## Reverse the words

### input and target data

In [1]:
import pandas as pd
import numpy as np

In [2]:
data = {
    "input_words" : ['apple', 'ball', 'car', 'dog', 'alex', 'white', 'zebra', 'monkey', 'fight', 'joker', 'van', 'queen'],
    "target_words" : ['elppa', 'llab', 'rac', 'god', 'xela', 'etihw', 'arbez', 'yeknom', 'thgif', 'rekoj', 'nav', 'neeuq']
}

### load a pre trained model

In [3]:
from transformers import AutoTokenizer, AutoModelForSeq2SeqLM, Trainer, TrainingArguments
from datasets import Dataset

  from .autonotebook import tqdm as notebook_tqdm


In [4]:
dataset = Dataset.from_dict(data)

In [5]:
model_name = 't5-small'
tokenizer = AutoTokenizer.from_pretrained(model_name)
model = AutoModelForSeq2SeqLM.from_pretrained(model_name)

### tokenize

In [6]:
def preprocessor(data) : 
    model_inputs = tokenizer(
        data['input_words'], padding = 'max_length', truncation = True, max_length = 10
    )

    with tokenizer.as_target_tokenizer() : 
        labels = tokenizer(
            data['target_words'], padding = 'max_length', truncation = True, max_length = 10
        )

    model_inputs['labels'] = labels['input_ids']

    return model_inputs

In [7]:
tokenize_dataset = dataset.map(preprocessor, batched = False)

Map:   0%|          | 0/12 [00:00<?, ? examples/s]

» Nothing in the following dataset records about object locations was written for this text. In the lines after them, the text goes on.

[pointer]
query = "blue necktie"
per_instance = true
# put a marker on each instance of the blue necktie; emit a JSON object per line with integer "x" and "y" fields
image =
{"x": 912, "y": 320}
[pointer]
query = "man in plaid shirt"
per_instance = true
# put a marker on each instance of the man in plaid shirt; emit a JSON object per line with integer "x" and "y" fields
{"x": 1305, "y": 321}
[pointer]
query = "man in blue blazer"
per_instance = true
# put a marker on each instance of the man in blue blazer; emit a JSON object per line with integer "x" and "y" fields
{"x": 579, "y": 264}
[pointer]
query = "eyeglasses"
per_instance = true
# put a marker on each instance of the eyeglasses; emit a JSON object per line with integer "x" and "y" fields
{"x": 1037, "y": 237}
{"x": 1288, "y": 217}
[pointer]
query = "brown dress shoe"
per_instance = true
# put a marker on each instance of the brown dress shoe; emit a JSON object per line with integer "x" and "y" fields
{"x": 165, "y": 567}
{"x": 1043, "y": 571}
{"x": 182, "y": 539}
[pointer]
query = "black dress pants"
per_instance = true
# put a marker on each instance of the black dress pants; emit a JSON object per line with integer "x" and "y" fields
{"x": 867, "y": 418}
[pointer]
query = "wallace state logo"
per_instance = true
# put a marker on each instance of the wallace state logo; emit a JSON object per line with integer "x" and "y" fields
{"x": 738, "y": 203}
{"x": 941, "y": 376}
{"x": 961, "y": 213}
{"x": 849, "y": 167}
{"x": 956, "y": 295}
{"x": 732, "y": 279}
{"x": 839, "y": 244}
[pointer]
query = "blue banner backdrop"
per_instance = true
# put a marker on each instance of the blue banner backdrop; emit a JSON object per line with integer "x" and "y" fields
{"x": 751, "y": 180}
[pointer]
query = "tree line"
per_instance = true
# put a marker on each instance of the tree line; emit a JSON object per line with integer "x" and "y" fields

Map: 100%|██████████| 12/12 [00:00<00:00, 763.47 examples/s]


### training the model

In [22]:
training_args = TrainingArguments(
    output_dir = './results',
    per_device_train_batch_size = 2,
    num_train_epochs = 10,
    logging_dir = './logs',
    logging_steps = 1,
    save_strategy = "no"
)

In [23]:
trainer = Trainer(
    model = model, 
    args = training_args,
    train_dataset = tokenize_dataset
)

In [24]:
trainer.train()



Step,Training Loss
1,0.8774
2,0.6979
3,0.4938
4,0.2433
5,0.6949
6,0.328
7,0.3938
8,0.925
9,0.5004
10,0.5457


TrainOutput(global_step=60, training_loss=0.5131156225999196, metrics={'train_runtime': 19.6389, 'train_samples_per_second': 6.11, 'train_steps_per_second': 3.055, 'total_flos': 317207347200.0, 'train_loss': 0.5131156225999196, 'epoch': 10.0})

### testing on new words

In [25]:
def predict(word):
    inputs = tokenizer(word, return_tensors="pt")
    outputs = model.generate(**inputs, max_length=10)
    return tokenizer.decode(outputs[0], skip_special_tokens=True)

In [26]:
print(predict("dog"))

elfa


In [27]:
print(predict("apple"))

elma


In [None]:
print(tokenizer.tokenize('dog'))

['▁dog']